Venture capitalists are private investors who provide business owners funding in exchange for a percentage ownership in the business. In addition to ownership, these venture capitalists often require the businesses they invest in to give them a substantial financial return.
Obtaining venture capital is an important turning point for a start-up business. Venture capitalists do not just give money to the cash-strapped entrepreneur, but also provide counseling in operating the company because they have vested interest in the success of the company. However, they receive numerous investment opportunities and are very selective in the type of company they work with.
You should follow these steps in applying for applying for venture capital financing. Contact business people who have received venture capital financing and compile a list of venture capital companies. Venture capitalists prefer referrals from associates rather than cold calls.
Choose venture capitalists that focus on your industry and company profile. These investors specialize in specific industries.
Create a concise and interesting pitch for the immediate encounter. The pitch should be a proposal that can be explained in just a few seconds.
Polish your business plan. You must have a sound, captivating business plan that clearly demonstrates your strategies for success in order to get venture capitalists to consider investing in your company. Your business plan should goes into details on how your business will generate income, the marketing analysis, financial projections and the management’s qualifications. Outline the steps you plan to take to make the business highly profitable.
Therefore, get the interest of the venture capital firm by creating a solid business plan that demonstrates why your business is viable and potentially profitable for them.
Do not ask for an immediate decision. If the venture capital firm likes your proposal, you will get a meeting with them and eventually negotiate the terms. Before negotiation starts, be sure to consult with your attorney to determine what’s best for you. A knowledgeable and experienced attorney will be able to provide proper guidance throughout the negotiation process. Keep in mind that venture capitalists often want a partial stake in your company for the investment that they make.
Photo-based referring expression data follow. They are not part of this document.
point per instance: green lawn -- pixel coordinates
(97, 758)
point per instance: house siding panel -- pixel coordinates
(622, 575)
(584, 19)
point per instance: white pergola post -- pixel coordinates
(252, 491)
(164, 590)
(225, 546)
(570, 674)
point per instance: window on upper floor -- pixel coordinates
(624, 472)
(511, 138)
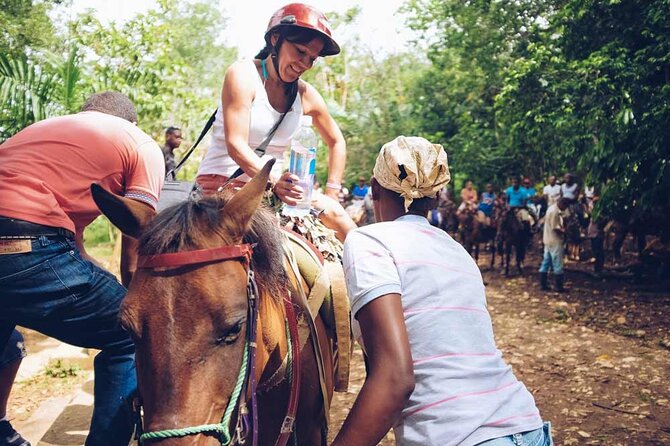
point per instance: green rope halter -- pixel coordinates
(220, 428)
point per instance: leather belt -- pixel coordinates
(12, 228)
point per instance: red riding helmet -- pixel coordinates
(304, 16)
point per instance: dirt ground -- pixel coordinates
(596, 358)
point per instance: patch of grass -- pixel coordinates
(60, 369)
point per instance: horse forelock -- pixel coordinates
(185, 226)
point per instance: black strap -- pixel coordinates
(172, 174)
(260, 150)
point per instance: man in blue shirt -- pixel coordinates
(516, 195)
(517, 198)
(487, 200)
(360, 189)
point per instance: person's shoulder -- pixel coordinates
(241, 73)
(310, 96)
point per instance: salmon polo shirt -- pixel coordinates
(46, 170)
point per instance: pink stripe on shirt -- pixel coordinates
(455, 397)
(452, 355)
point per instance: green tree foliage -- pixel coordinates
(544, 86)
(166, 60)
(25, 26)
(31, 91)
(367, 93)
(595, 91)
(472, 43)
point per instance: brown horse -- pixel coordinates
(190, 321)
(473, 232)
(512, 233)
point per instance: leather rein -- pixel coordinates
(247, 376)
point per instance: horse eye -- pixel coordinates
(231, 335)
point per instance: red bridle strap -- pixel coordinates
(175, 259)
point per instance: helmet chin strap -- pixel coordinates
(275, 62)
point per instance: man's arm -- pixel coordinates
(390, 380)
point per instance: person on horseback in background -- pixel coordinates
(48, 282)
(531, 195)
(551, 193)
(360, 190)
(468, 198)
(435, 374)
(447, 208)
(516, 200)
(487, 203)
(570, 191)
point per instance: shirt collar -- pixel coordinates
(413, 218)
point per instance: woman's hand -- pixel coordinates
(332, 193)
(287, 189)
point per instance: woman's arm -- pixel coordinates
(315, 106)
(390, 381)
(237, 96)
(333, 215)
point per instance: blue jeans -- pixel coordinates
(14, 349)
(54, 291)
(553, 257)
(538, 437)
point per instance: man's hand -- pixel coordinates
(287, 189)
(333, 215)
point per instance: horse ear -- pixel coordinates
(238, 211)
(129, 215)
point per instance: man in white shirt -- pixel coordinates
(419, 310)
(551, 191)
(553, 239)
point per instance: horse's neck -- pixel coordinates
(270, 335)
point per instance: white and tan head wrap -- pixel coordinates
(413, 167)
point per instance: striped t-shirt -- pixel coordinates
(464, 392)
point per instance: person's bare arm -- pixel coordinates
(237, 96)
(390, 381)
(333, 215)
(315, 106)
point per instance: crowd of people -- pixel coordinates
(547, 210)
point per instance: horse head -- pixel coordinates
(187, 306)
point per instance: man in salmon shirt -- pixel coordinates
(48, 282)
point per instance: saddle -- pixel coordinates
(327, 298)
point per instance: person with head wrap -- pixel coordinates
(419, 312)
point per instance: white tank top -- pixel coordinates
(262, 118)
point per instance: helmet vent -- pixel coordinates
(288, 20)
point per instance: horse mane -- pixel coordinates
(179, 228)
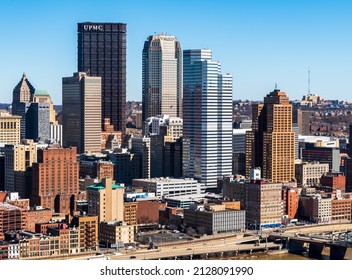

Be prepared to give up a certain percentage of your company. You have to determine prior to the meeting how much you can give up. The percentage will be dependent upon the amount of capital provided. You and venture capital firm will negotiate the terms for the funding so that you and the venture capital firm are satisfied.
Once a venture capitalist invests in your company they will want to work closely with you to see that the company becomes profitable. During an interview, they will determine whether you are the kind of person they could work with. Therefore, you should demonstrate a willingness to take part in an exchange of ideas, and take any recommendations they make pertaining to your business.